Easy for the Brave CEO to say they keep ManifestV2 support while these enterprise flags in the Chromium codebase are still present. Once these flags are removed, and the code is removed, and then the internal APIs to support the ManifestV2 code is removed it becomes a whole other thing.
You can try to keep the code, but every upstream code change becomes more painful to integrate. It is going to cost more and more, requiring more and more expertise with the Chromium codebase, like it is some kind of technical debt. Not even counting the potential security issues you can introduce by keeping the code alive, with Brave being a target that is large enough to matter for hackers but perhaps too small for security researchers.
The Brave ads cryptocurrency stuff was/is a turn-off for many.

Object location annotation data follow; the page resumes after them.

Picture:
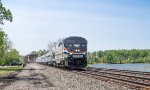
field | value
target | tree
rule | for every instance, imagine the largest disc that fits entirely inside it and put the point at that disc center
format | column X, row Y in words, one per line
column 5, row 14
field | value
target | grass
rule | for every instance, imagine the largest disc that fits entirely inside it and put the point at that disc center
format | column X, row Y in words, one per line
column 4, row 71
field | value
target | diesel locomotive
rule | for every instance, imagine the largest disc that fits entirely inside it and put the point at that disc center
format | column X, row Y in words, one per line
column 70, row 52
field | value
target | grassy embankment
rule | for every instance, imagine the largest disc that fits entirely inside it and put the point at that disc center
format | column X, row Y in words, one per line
column 4, row 71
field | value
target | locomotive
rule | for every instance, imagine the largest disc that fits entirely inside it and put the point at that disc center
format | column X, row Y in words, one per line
column 70, row 52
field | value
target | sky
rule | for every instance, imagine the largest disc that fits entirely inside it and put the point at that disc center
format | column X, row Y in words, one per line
column 106, row 24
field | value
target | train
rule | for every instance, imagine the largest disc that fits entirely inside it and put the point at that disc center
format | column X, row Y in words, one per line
column 70, row 52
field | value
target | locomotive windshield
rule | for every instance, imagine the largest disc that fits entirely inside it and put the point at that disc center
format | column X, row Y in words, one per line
column 76, row 44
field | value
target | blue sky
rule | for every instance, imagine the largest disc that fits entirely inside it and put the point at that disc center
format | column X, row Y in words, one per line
column 106, row 24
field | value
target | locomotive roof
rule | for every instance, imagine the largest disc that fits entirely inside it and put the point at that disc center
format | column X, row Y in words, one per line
column 75, row 38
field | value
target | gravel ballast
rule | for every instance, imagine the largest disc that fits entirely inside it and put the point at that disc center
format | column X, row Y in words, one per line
column 40, row 77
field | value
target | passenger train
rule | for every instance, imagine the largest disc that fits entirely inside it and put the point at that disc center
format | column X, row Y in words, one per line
column 70, row 52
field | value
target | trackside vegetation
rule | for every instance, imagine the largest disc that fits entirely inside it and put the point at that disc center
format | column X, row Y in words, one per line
column 119, row 56
column 7, row 53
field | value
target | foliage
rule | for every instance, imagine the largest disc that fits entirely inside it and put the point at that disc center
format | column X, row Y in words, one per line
column 5, row 14
column 119, row 56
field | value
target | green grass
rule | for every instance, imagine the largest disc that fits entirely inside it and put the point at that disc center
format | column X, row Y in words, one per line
column 4, row 71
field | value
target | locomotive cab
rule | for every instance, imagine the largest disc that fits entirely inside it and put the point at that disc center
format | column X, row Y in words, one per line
column 77, row 52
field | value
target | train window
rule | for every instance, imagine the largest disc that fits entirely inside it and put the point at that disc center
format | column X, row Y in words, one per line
column 70, row 45
column 60, row 44
column 83, row 45
column 76, row 45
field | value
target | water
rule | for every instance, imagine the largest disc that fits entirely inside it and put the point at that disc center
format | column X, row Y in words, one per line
column 133, row 67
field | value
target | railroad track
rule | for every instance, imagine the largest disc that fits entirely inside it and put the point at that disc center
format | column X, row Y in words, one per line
column 135, row 79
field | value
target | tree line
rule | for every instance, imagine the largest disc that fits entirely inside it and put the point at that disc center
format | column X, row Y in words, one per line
column 119, row 56
column 7, row 53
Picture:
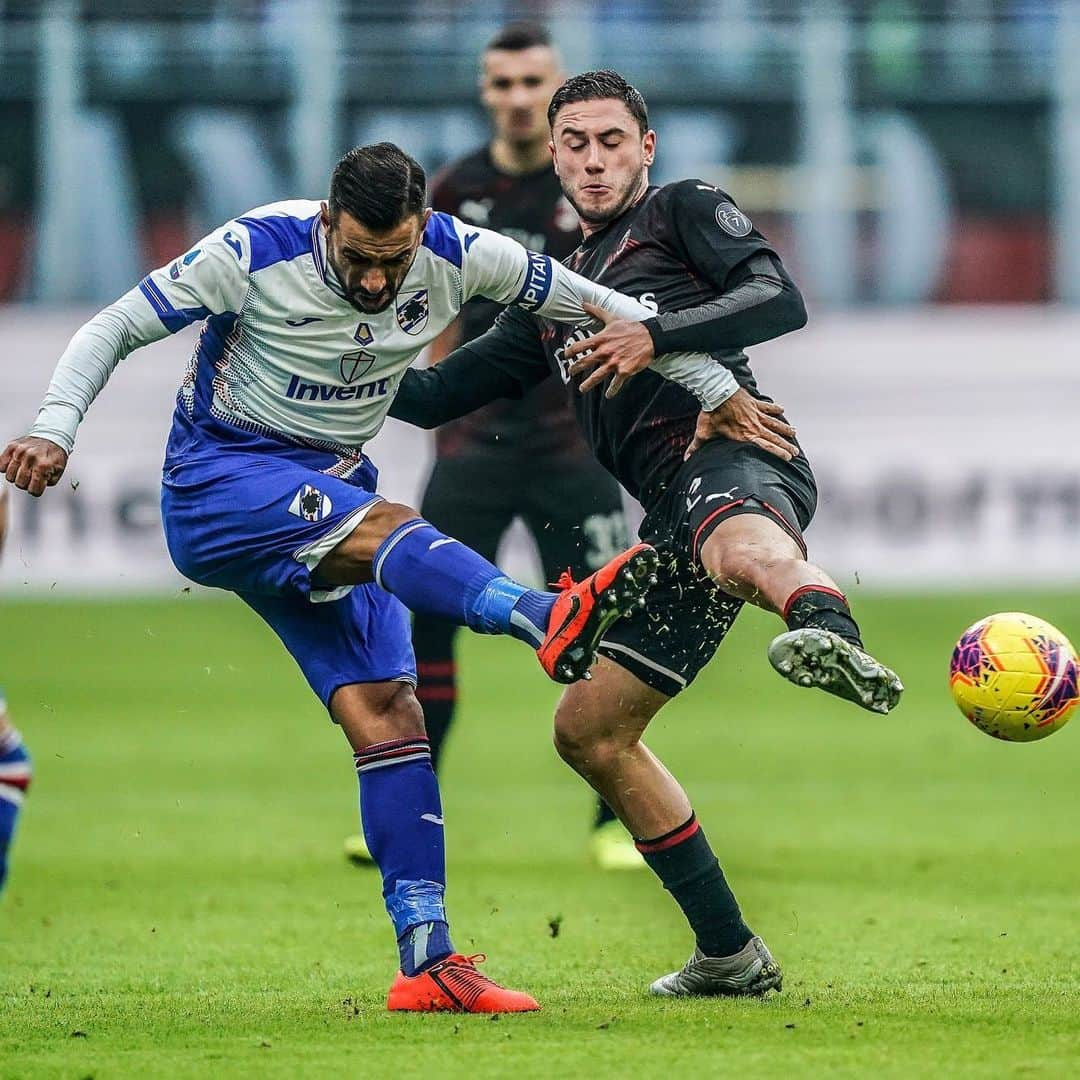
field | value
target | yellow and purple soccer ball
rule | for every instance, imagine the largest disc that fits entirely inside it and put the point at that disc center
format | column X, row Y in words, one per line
column 1015, row 677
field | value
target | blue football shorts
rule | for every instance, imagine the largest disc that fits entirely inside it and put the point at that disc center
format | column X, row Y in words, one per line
column 257, row 525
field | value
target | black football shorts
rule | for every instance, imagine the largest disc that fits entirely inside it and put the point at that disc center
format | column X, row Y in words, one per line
column 686, row 616
column 574, row 509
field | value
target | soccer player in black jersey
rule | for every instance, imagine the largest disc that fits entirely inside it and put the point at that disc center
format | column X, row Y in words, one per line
column 727, row 494
column 514, row 458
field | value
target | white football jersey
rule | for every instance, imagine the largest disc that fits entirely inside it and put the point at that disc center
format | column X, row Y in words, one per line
column 283, row 355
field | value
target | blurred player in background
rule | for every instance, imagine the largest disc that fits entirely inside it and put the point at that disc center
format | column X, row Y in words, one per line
column 727, row 494
column 14, row 760
column 312, row 311
column 514, row 458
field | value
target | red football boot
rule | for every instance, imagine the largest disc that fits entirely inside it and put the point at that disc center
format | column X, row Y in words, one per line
column 455, row 985
column 585, row 609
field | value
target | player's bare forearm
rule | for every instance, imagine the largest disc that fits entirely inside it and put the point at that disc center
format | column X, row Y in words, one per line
column 763, row 305
column 621, row 349
column 32, row 463
column 456, row 386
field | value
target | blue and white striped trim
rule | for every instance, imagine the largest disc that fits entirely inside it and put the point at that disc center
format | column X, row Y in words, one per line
column 413, row 903
column 388, row 545
column 172, row 319
column 538, row 279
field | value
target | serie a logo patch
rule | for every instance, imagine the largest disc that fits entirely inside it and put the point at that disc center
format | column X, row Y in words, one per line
column 310, row 503
column 413, row 311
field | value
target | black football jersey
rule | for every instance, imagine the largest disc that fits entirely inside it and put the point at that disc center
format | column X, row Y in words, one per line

That'd be my guess regarding the downvotes, anyways. As well as the Brave redirection to affiliate links left a sour taste.
For me, at least, it's not so much the crypto ads in of themselves that puts me off Brave. The issue is that they are a manifestation of Brave's fundamental problem: It's a for-profit endeavor based around offering a free product.
The money has to come from somewhere.
All other browsers have some kind of reasonable story behind the investment made into their existence (yes, even Chrome). Brave doesn't have any, and if the crypto ads stopped paying the bills, there must be something else that comes around to do so. Frankly, I wouldn't trust anyone who's put in that sort of situation with a piece of software I use to access anything important. Doubly so if crypto is a load-bearing component of the current status quo.